A day when Komal, the same friend who had always said Karan wasn’t good enough for her, was now standing there, openly admitting that the man was crazy about his wife.
About her.
That had to mean something… didn’t it?
Komal cleared her throat, bringing them back to the present and turned to Mishti, clearly defeated. “Mishti, now you tell me what to do. He’s not letting me touch the bandage.”
Mishti snapped out of her thoughts and moved first, straight to Karan. Komal stepped aside, giving her space, and instead pulled an ottoman closer, sitting across from them.
Mishti gently began removing the temporary bandage she herself had tied around Karan’s arm. And Karan let her without a word or protest.

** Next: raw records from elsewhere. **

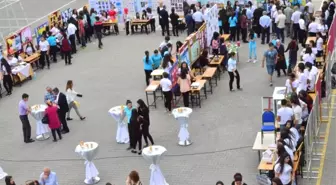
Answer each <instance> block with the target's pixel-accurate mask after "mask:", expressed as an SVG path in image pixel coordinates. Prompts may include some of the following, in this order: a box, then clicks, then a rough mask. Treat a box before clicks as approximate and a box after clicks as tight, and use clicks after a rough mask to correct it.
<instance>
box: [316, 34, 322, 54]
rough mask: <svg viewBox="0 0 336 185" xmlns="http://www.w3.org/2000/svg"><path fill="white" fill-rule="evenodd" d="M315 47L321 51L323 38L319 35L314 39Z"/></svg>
mask: <svg viewBox="0 0 336 185" xmlns="http://www.w3.org/2000/svg"><path fill="white" fill-rule="evenodd" d="M316 49H317V51H323V39H322V38H321V37H320V38H318V39H317V41H316Z"/></svg>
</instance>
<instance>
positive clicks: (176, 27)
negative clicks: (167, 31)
mask: <svg viewBox="0 0 336 185" xmlns="http://www.w3.org/2000/svg"><path fill="white" fill-rule="evenodd" d="M172 27H173V28H172V30H173V35H174V36H178V29H177V27H178V24H172Z"/></svg>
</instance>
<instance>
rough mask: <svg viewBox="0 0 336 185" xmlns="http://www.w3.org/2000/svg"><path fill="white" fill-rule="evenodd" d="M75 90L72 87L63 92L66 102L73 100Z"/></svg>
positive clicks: (69, 101) (73, 97) (77, 93)
mask: <svg viewBox="0 0 336 185" xmlns="http://www.w3.org/2000/svg"><path fill="white" fill-rule="evenodd" d="M77 94H78V93H77V92H76V91H75V90H73V89H68V90H67V92H66V93H65V95H66V98H67V101H68V104H69V103H71V102H73V101H75V98H76V96H77Z"/></svg>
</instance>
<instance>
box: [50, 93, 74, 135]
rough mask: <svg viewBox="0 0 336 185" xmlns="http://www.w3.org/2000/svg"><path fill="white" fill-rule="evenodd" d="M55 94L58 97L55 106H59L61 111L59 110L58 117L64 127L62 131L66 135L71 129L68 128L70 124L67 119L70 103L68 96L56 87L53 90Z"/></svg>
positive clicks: (68, 132)
mask: <svg viewBox="0 0 336 185" xmlns="http://www.w3.org/2000/svg"><path fill="white" fill-rule="evenodd" d="M53 93H54V95H55V96H56V100H55V102H54V103H55V104H57V105H58V107H59V109H58V117H59V119H60V121H61V123H62V125H63V130H62V134H66V133H69V132H70V129H69V127H68V123H67V121H66V119H65V117H66V113H67V112H68V111H69V105H68V101H67V98H66V96H65V95H64V94H63V93H61V92H59V89H58V88H57V87H55V88H54V89H53Z"/></svg>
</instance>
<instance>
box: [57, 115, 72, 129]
mask: <svg viewBox="0 0 336 185" xmlns="http://www.w3.org/2000/svg"><path fill="white" fill-rule="evenodd" d="M65 116H66V112H64V111H61V110H58V118H59V119H60V122H61V123H62V125H63V131H65V132H70V130H69V127H68V123H67V121H66V118H65Z"/></svg>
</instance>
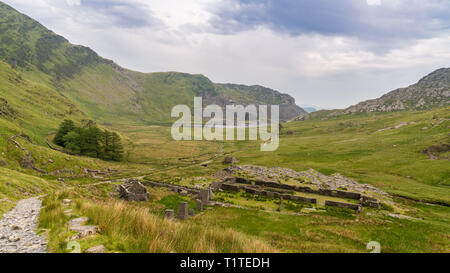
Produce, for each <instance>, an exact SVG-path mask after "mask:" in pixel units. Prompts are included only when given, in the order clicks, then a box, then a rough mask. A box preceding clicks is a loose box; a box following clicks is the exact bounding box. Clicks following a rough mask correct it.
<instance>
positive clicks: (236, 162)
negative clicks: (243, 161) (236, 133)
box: [222, 156, 239, 165]
mask: <svg viewBox="0 0 450 273" xmlns="http://www.w3.org/2000/svg"><path fill="white" fill-rule="evenodd" d="M237 163H239V160H238V159H237V158H235V157H232V156H227V157H225V159H224V160H223V162H222V164H224V165H227V164H237Z"/></svg>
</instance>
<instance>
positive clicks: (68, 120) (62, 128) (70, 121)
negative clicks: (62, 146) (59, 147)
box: [53, 119, 75, 146]
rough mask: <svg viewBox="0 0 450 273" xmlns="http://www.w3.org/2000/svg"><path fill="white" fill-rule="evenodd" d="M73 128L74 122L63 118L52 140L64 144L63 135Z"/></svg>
mask: <svg viewBox="0 0 450 273" xmlns="http://www.w3.org/2000/svg"><path fill="white" fill-rule="evenodd" d="M74 129H75V123H74V122H73V121H71V120H68V119H66V120H64V121H63V122H62V123H61V125H60V126H59V129H58V132H57V133H56V136H55V138H54V139H53V142H54V143H55V144H57V145H59V146H64V140H63V138H64V136H66V135H67V134H68V133H69V132H71V131H73V130H74Z"/></svg>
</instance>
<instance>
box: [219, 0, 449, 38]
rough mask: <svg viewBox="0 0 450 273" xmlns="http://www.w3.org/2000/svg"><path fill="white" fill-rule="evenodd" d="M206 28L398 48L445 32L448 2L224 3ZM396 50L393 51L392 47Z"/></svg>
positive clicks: (255, 0)
mask: <svg viewBox="0 0 450 273" xmlns="http://www.w3.org/2000/svg"><path fill="white" fill-rule="evenodd" d="M226 3H227V4H224V5H223V6H222V7H221V8H220V9H217V10H216V12H215V14H216V17H215V19H214V21H213V22H212V24H213V26H214V28H215V29H216V31H218V32H221V33H228V34H230V33H235V32H240V31H243V30H247V29H252V28H255V27H258V26H267V27H270V28H272V29H274V30H276V31H283V32H286V33H288V34H290V35H293V36H296V35H301V34H308V33H316V34H322V35H341V36H351V37H355V38H358V39H362V40H366V41H372V42H376V41H383V42H384V43H387V42H391V43H392V42H395V43H396V44H397V43H400V42H401V41H405V40H410V39H418V38H428V37H432V36H434V35H435V34H436V32H439V31H441V30H449V29H450V17H449V16H448V14H450V2H449V1H440V0H426V1H425V0H392V1H384V2H383V4H382V5H381V1H380V0H340V1H328V0H228V1H226ZM396 44H395V45H394V46H396Z"/></svg>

Komal watched the two of them quietly. Then she carefully checked the stitches. “They’re fine. Nothing to worry about.”
Mishti took a sigh of relief as Komal continued, teasingly this time, “But you might want to stop cuddling your wife so tightly at night, Mr Wadhwa… unless you want a repeat of this.”
Karan clenched his jaw, fully aware she was only pulling his leg.
“Next time you visit,” he said dryly, “do bring a feedback form along. I’ve got a lot to write about you. So that your hospital knows better than to sendyouto treat any couple again.”
Komal burst out laughing, even though he followed it up with, “I’m not joking.”